The fall armyworm could cost 80 per cent yield losses and, if not properly managed, can lead to a total yield loss. Also, he noted that the TELA maize project is aimed at alleviating the two major constraints that affect maize production – insect pests and drought.
Also talking to the journalists, lead trial, pipeline testing, Dr. Muhyideen Oyekunle explained that the trial is confined because they are dealing with a genetically modified organism which needs to be on a confined field to ensure genetic confinement until approval for deregulation is obtained. “Until the approval for environmental release is got, the product will not be taken out of confinement,” he highlighted.

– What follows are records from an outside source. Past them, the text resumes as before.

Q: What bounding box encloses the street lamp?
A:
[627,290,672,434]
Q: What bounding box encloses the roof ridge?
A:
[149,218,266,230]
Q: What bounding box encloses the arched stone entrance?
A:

Ayekunle said, from the last two trials conducted, the transgenic variety recorded a yield advantage of 17 per cent over the non-Bt., despite heavy infestation. The varieties under trials were infested thrice unlike the previous ones, to virtually evaluate the efficacy of the Bt. gene in the maize product. With the outcome, researchers said the yield will increase above 17 per cent.
In a related development, the country coordinator, Open Forum on Agricultural Biotechnology (OFAB), Nigeria chapter Dr. Rose Gidado sensitised the journalists on the productivity and profitability of the maize variety.
“Farming is more about productivity and harvestable yield. Harvestable yield is what would be realised in the project. The fall armyworm has devastated maize farming in Nigeria and farmers have been suffering but when the maize variety is ready and gets to farmers, they will smile. With the increase in yield, farmers’ livelihood will be enhanced and they will also get more money.”
Some farmers who spoke to journalists through their representative, Malam Tafida, said they are waiting anxiously for the final unveiling of the variety which would not only make them harvest more but ensure the sustenance of national food security.
They, however, appealed to the government to subsidise fertilizer, make it available to the farmers and provide them with more incentives that would make them participate in dry season farming.
The farmers said they would continue to strive and ensure that food items are not imported into the country.
“The Tela maize will add value to the product of our agricultural activity [and] we will earn more money by producing more,” they pledged.